Berondongan senjata dilanjutkan. Negoisasipun bukan jalan keluar. Bagas berpikir sejenak. Ia tahu orang-orang Lady bukan orang bodoh yang cari masalah tanpa memikirkan akibat. Ia sangsi pada ucapan anak buah Don yang terkesan mencari alasan untuk memecah perang, namun jika ucapannya benar, maka ia mencurigai satu orang.

Odin, sang pendatang.

***

Sebuah mobil Porsche hitam dan sebuah jip melintas dari arah barat dan berhenti agak jauh dari tempat kejadian.

"Orang kita cuma segini?" tanya pria berumur yang memegang The Thomson '28. Aura yang sama dengan milik Tuan terpancar dari pria tersebut, sama seperti aura yang terpancar dari Lady. Odin yakin, orang inilah yang Odin cari.

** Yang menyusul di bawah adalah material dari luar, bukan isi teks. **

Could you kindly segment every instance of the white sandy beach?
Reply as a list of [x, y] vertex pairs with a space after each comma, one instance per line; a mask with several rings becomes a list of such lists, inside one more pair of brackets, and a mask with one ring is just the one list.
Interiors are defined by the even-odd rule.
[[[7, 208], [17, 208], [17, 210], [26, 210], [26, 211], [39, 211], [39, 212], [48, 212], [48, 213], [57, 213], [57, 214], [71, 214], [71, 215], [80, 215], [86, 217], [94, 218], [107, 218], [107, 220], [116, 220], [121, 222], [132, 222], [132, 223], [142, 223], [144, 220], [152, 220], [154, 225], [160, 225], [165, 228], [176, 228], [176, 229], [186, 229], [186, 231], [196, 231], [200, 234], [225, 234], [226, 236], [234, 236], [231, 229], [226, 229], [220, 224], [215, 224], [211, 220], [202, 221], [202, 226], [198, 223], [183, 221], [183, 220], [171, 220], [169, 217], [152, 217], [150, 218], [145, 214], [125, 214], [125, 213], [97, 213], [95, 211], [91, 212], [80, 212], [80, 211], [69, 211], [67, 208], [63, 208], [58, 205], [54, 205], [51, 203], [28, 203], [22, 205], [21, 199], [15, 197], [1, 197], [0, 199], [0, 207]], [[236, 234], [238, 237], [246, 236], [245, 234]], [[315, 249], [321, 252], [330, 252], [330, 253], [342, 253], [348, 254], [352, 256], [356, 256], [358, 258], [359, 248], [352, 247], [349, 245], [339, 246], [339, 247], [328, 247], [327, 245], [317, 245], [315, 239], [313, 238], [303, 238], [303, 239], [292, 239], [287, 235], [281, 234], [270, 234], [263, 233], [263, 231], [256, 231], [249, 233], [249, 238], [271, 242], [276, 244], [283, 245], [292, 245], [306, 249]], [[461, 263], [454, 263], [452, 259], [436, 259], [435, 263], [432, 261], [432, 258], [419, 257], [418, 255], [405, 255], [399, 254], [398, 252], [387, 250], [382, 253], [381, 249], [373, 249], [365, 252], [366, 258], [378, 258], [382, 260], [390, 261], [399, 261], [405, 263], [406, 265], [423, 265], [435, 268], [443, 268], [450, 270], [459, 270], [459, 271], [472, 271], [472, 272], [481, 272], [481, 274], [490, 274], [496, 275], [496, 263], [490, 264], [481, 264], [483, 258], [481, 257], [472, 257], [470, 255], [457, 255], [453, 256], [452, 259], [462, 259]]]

"Maaf Don, orang kita yang ada memang cuma segini. Yang lain entah dimana, dihubungi pun tidak aktif." Pria di sebelahnya terlihat sibuk mengeluarkan senjata dari bagasi.

Don hanya menghela napas dan melangkah mendekati zona merah.  Ini adalah saat bagi Odin untuk menyelesaikan misi yang diberikan Lady. Odin berlari mendekati arah pria yang mengangkat senjatanya ke udara. Di tangannya, sebilah pisau terhunus dengan sempurna. Hanya dengan satu ayunan, ia yakin bisa melukai leher pria yang bahkan tidak mengawasi daerah belakangnya.

"Matilah."

Bunyi logam yang berbenturan membuat Don menoleh. Pemuda yang ia rekrut tadi sore kini berhadapan dengan pemuda lain yang memiliki rambut berwarna keemasan. Dari gesturnya, Don tahu bahwa pemuda bertudung biru yang ia rekrut sedang melindunginya dari serangan si pemuda emas. Apalagi Don melihat sebilah pisau terhunus di tangannya.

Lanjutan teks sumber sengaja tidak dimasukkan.